Message #1524

From: Roice Nelson <roice3@gmail.com>
Subject: Re: [MC4D] Re: new hemi-cube and hemi-dodecahedron puzzles
Date: Mon, 07 Mar 2011 21:43:38 -0600

>
> On Mon, Mar 7, 2011 at 3:09 PM, Andrey wrote:
>
>> If you twist opposite sides in same direction (relative to sphee surface),
>> you’ll get orientable puzzle. I don’t know, if there are sphere paintings
>> that are invariant to this transformation (i.e. order of adjacent colors of
>> all intances of one face is the same). There is 5-color painting if
>> icosahedron (all faces of outscribed tetrahedra have the same color), but
>> I’m not sure that it will work.
>
>
Here is something else interesting I realized about the
"orientable hemi-cube" we’ve been talking about… In order for twists to
move in the same direction relative to the surface, and for it to still be
interpreted as a hemi-cube puzzle, the identification of 2C/3C piece pairs
must change after every twist! Without allowing this kind of wackiness,
which honestly doesn’t feel legit at all, I think the answer to Andrey’s
question about the existence of orientable periodic paintings for the sphere
is provably ‘no’ for any tiling on the sphere (regular, uniform, whatever).

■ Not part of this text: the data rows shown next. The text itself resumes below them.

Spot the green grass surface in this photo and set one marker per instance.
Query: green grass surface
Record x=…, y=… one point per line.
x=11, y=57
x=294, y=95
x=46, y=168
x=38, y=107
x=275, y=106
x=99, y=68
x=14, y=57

Here is how the logic showing that could go… If an orientable painting was
possible, we are talking about choosing a subset of tiles, which when
repeated would cover the sphere (the "universal cover" of the chosen subset
would be the sphere). The topology of the surface represented by this
subset of tiles must admit elliptical geometry, but there are only two
topologies which do so, the sphere and the projective plane (see chapter 12
of Jeff Weeks’ "The Shape of
Space<http://www.amazon.com/gp/product/0824707095?ie=UTF8&tag=gravit-20&linkCode=as2&camp=1789&creative=390957&creativeASIN=0824707095>").
The latter is non-orientable, so the topology of our subset must be the
sphere. However, the universal cover of the sphere is the sphere itself
(see here <http://mathworld.wolfram.com/UniversalCover.html>), so the the
only set of tiles which will work is the full set of tiles, which already
covers the entire sphere. So there is no periodic painting possible.

Also, I have fixed the issue Nan found with the even-length hemi-cube
puzzles, and uploaded a new version. Thank you again Nan!